My first few quilts were made with what I personally called more “traditional” quilt colors. They included soft, pastel-ish, restful colors with lots of white. I chose them because I either wanted them to “go” with my decor at the time or because I needed something soft on my eyes when everything in my life was grating on me. In all honesty, those quilts probably mean even more to me than some of my bolder quilts because they chronicle the beginnings of my stitching journey.

However, I have started to discover that the colors that really excite me are bold, bright, and saturated. Maybe it has to do with living in an apartment that is completely neutral in a tired sort of way, not the clean, fresh HGTV way. Maybe it has to do with the vibrant palette of florals and greenery that contrast with the dusty brown earth everywhere we go in Malawi. Whatever the reason, my last two quilts are a testament to it at work, and I am 100% here for it.

Using my favorite fabrics brings me so much joy.

This one may sound completely obvious to some, but when I first started quilting, I used exclusively thrifted fabrics from old shirts, dresses, pillowcases, and sheets. While I still use a good bit of thrifted fabric for more non-specific blenders and solids, I quickly learned the difference between thrifted and designer.

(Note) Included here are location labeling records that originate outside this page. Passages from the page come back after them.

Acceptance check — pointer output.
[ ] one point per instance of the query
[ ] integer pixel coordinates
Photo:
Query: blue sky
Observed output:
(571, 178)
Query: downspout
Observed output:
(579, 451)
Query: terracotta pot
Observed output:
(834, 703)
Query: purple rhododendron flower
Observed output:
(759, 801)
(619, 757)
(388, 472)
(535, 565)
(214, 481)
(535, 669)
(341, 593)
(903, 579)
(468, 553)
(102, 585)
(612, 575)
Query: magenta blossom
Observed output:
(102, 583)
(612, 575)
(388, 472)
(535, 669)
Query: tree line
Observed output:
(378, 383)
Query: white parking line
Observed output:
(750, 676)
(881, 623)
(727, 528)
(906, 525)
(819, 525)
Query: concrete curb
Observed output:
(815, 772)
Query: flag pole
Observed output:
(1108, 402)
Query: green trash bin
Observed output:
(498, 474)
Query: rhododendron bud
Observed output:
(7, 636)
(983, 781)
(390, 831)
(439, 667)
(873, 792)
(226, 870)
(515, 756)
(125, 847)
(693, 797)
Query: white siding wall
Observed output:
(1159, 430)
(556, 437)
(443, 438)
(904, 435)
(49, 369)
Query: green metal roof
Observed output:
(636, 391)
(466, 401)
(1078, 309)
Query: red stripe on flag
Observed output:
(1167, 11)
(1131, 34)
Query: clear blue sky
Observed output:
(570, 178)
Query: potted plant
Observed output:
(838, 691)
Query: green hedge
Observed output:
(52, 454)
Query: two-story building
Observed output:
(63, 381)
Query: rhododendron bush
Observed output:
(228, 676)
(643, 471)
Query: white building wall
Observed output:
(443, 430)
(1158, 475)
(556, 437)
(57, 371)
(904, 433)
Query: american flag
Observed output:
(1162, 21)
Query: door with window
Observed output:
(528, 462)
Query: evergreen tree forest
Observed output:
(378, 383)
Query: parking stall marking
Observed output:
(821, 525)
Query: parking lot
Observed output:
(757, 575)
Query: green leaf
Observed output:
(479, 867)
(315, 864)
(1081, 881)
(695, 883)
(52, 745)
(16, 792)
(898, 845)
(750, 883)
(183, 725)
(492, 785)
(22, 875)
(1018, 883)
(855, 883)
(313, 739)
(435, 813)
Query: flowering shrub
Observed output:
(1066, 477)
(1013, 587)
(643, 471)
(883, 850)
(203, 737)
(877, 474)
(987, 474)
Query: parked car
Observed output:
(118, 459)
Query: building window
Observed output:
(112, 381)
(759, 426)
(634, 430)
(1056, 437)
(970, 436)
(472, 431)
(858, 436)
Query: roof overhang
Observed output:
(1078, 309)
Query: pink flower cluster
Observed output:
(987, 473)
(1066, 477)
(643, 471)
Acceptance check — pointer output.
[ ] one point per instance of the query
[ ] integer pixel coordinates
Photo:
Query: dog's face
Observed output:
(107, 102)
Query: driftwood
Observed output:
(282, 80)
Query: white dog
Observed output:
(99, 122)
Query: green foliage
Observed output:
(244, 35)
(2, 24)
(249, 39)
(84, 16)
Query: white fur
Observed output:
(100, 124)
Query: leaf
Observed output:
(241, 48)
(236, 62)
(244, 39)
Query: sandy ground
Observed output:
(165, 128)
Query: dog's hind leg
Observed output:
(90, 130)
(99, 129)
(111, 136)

Since then, I have taken the plunge to purchase fabric by actual designers. I tend to want to wait for the “perfect” pattern for these fabrics because I bought them at a premium. But, what I learned is that I get so much joy out of using my favorites. I feel like it puts my carefully considered money to its proper use rather than hoarding it in my stash for “someday.” Hopefully, it gives me focus when purchasing new fabric, so that I make sure it’s fabric I really love.

I recently pulled out long hoarded Sarah Jane Wee Wander along with Amy Sinibaldi Sonata for my new Haypenny quilt (design by Jodi Godfrey of Tales of Cloth), and I just love it! 

(An interesting sidebar is that this quilt is another nod to the quieter fabrics I just said I’m moving away from. However, I bought these fabrics earlier on in my fabric journey and I still love them. Also, my husband recently admitted to me that he prefers the more traditional quilts I make… I suppose that’s why I tend to call this a journey. There are detours and roundabouts and u-turns all along the way.)

I love telling a quilt’s story.

Only recently have I been able to put this concept into words. As I wrote the Selah pin cushion pattern, I realized how meaningful backstories are to me. I also realized how much I enjoy telling stories. While this particular lesson is still extremely formative at this stage, I am leaning in closer and starting to connect the dots.

I noticed early on in my stitching journey that quilts speak. They nudge and redirect and set their own pace. Each one has a story to tell, and I feel like it’s my joy and privilege to give expression to those stories. Sometimes they contain lessons, but other times they simply offer quiet affirmation. I’m not sure how each one will find expression, but I look forward to finding out.

Have you learned anything from this unusual season?

There have been plenty of things I think we would all like to leave behind as we step out into life after COVID-19. But, it has helped me reframe a little bit as I have reflected upon this unusual season. I’d love to hear if there is any small lesson you might be taking away from this season that you didn’t expect to. In the meantime, happy stitching, everyone!